Dynamic transmission and reflection phenomena for a time-dependent rectangular potential

Abstract

The time-dependent Schr\"odinger equation is solved for a one-dimensional rectangular potential whose height changes sinusoidally in time. By using standard wave-matching techniques, dynamic transmission and reflection probabilities are found. It is shown that the flux transmitted through the barrier region is modulated in time at integer multiples of ${\ensuremath{\omega}}_{b}$, the angular frequency at which the potential oscillates. The results obtained for a delocalized plane wave incident on the barrier are extended by considering the interaction of a Gaussian wave packet with the oscillating potential barrier. The modulation of the transmitted and reflected probability density by the oscillating barrier is clearly demonstrated by a series of calculations performed to illustrate this interaction.
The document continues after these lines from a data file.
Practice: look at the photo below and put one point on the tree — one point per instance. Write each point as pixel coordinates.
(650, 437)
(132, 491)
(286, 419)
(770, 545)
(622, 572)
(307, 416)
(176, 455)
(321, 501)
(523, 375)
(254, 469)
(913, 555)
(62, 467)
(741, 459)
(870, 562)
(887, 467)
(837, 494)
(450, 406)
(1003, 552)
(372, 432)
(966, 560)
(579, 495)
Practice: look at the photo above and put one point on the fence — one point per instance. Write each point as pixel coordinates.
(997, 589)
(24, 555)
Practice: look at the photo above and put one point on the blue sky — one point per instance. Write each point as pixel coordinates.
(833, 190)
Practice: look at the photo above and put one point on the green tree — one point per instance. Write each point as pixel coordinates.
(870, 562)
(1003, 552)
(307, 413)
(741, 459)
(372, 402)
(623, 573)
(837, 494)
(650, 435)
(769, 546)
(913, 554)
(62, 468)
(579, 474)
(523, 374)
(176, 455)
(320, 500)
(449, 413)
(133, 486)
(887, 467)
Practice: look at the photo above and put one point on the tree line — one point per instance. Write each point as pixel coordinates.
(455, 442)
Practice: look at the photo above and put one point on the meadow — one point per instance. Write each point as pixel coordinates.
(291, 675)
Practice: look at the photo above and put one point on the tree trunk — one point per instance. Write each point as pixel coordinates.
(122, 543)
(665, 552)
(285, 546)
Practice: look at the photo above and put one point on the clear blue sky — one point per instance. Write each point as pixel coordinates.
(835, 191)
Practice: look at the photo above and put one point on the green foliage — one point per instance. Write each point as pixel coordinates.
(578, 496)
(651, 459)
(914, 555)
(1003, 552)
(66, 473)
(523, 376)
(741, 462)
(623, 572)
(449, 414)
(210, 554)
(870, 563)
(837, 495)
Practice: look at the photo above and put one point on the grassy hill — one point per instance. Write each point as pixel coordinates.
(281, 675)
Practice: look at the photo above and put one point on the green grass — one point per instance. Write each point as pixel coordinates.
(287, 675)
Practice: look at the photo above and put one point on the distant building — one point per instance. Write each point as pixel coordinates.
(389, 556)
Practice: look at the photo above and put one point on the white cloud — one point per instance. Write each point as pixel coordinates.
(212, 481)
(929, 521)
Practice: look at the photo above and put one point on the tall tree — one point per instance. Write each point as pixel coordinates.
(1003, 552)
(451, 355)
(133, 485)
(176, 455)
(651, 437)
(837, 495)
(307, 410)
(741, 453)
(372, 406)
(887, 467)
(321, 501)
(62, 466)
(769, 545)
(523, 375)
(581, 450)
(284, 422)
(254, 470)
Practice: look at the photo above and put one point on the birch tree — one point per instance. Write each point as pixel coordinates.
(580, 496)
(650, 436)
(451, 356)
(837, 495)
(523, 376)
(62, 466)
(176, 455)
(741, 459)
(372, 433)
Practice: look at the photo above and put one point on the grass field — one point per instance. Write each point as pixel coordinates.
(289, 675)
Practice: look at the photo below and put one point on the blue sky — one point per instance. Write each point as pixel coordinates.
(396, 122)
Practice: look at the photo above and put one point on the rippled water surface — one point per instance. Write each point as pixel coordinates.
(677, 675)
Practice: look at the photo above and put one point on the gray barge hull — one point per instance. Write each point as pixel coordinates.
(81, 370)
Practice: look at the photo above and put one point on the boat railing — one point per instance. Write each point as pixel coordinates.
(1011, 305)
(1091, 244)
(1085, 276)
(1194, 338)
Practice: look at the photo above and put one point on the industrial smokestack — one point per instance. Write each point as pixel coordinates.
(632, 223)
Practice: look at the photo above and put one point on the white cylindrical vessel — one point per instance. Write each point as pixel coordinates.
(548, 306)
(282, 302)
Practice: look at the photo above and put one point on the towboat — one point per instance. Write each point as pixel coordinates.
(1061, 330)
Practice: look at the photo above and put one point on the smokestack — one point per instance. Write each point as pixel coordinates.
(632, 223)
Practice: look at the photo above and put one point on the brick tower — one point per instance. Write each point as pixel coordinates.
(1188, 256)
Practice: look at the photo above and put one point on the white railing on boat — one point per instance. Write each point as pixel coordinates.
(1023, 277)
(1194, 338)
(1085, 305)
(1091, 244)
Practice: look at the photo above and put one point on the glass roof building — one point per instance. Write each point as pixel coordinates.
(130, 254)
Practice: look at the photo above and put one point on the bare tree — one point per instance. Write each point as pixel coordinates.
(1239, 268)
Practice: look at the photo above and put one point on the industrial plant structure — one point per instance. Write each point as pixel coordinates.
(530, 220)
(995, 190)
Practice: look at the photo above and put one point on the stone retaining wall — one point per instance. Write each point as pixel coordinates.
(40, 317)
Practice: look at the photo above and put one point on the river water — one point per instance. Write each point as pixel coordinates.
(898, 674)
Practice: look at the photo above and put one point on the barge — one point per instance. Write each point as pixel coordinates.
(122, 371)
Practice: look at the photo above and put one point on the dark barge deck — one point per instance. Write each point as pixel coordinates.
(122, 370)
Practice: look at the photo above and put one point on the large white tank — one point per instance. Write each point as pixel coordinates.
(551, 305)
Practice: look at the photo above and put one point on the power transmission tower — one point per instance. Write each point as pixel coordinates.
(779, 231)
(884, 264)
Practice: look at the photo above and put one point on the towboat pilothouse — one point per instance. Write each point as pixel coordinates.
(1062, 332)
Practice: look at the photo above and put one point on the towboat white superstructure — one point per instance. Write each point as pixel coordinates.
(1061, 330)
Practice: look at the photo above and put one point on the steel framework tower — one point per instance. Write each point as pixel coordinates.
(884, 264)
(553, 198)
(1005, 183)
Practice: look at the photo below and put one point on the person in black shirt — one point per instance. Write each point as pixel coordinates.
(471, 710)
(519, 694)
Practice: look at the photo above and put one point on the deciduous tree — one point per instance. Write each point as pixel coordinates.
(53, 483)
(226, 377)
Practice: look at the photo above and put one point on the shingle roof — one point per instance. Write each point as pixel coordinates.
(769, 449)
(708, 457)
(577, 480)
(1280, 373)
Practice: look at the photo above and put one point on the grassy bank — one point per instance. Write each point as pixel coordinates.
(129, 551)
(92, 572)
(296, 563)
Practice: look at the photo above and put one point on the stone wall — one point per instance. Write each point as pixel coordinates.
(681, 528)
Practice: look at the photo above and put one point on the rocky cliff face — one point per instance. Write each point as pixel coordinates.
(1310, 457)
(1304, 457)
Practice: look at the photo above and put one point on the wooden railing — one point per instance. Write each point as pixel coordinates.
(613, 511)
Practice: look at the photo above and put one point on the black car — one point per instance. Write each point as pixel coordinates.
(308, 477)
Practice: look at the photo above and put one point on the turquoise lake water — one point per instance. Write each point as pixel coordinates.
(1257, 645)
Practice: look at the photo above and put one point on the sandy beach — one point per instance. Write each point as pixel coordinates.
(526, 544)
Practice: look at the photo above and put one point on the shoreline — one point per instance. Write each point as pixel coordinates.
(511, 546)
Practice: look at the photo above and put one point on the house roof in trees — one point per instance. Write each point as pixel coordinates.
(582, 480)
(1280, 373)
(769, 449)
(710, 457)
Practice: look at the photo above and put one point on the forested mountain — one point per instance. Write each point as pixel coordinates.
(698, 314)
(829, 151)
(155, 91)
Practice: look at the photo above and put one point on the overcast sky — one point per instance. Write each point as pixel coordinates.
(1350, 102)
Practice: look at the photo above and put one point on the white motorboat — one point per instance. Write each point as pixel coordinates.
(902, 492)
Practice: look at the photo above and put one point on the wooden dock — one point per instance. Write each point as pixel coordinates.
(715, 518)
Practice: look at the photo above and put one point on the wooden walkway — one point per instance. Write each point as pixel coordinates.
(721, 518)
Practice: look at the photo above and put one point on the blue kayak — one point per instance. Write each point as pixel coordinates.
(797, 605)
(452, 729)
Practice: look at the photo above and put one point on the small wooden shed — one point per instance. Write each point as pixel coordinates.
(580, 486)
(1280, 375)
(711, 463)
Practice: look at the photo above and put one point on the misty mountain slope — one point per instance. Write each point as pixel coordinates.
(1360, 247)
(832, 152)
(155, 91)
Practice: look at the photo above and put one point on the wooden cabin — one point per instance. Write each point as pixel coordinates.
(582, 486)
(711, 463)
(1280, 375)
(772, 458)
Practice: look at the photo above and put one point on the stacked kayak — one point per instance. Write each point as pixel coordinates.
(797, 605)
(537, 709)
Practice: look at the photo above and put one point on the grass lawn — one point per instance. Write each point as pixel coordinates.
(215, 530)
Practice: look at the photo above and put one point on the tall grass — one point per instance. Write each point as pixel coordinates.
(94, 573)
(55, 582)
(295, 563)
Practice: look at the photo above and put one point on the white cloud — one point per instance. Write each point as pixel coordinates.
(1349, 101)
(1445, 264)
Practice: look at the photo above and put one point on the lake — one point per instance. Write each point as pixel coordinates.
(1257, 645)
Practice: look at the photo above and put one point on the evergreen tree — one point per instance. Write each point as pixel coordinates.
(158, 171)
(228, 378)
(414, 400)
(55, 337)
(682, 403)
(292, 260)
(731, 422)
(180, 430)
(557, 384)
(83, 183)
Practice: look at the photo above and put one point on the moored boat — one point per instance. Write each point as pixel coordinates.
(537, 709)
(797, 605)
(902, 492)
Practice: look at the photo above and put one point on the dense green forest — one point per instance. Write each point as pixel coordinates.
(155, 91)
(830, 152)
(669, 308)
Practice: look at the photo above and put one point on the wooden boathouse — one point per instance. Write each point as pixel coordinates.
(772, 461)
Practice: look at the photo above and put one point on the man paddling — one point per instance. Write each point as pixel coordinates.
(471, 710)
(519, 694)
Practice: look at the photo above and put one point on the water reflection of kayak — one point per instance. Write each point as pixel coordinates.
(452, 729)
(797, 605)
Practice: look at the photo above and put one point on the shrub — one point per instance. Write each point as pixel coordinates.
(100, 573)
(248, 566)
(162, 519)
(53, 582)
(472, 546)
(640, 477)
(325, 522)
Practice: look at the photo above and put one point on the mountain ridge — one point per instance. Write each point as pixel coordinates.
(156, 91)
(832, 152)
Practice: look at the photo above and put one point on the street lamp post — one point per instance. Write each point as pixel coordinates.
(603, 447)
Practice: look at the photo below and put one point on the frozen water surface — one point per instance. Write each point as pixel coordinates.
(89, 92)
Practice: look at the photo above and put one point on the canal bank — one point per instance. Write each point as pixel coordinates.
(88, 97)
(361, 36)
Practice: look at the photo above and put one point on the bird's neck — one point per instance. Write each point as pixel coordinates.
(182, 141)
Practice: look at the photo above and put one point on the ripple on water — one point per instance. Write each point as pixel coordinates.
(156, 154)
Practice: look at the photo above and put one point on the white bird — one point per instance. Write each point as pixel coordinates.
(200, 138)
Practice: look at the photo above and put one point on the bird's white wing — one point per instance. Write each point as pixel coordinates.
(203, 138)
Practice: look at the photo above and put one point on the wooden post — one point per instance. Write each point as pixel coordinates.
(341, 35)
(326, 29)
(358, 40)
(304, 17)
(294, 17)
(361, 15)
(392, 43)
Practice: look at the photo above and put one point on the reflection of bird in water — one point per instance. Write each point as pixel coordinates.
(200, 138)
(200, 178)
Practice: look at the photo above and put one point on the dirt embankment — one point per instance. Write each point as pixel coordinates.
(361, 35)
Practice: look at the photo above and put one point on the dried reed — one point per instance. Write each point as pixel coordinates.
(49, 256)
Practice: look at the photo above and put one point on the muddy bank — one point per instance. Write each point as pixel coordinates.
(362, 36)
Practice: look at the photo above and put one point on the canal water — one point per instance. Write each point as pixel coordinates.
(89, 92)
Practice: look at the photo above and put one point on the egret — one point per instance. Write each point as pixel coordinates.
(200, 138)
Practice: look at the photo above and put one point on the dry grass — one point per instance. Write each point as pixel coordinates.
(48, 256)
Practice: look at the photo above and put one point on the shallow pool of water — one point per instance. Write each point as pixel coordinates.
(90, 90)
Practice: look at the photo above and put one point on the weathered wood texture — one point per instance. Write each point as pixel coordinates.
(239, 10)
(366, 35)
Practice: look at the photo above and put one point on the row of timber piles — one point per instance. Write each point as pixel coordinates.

These calculations also show that the probability density leaving the barrier region is composed of individual wave packets having different average velocities, a result which is a direct consequence of the transitions induced by the time-dependent potential barrier under consideration. Calculations are also performed which show that the flux transmitted across the potential barrier depends on the phase of the oscillating barrier at the time the incident Gaussian wave packet begins to interact with it. The results of these model calculations suggest that experiments properly designed to measure the transmission probability of a quantum particle as it escapes from a metal surface are likely to provide information about the time formation of the dynamic image potential.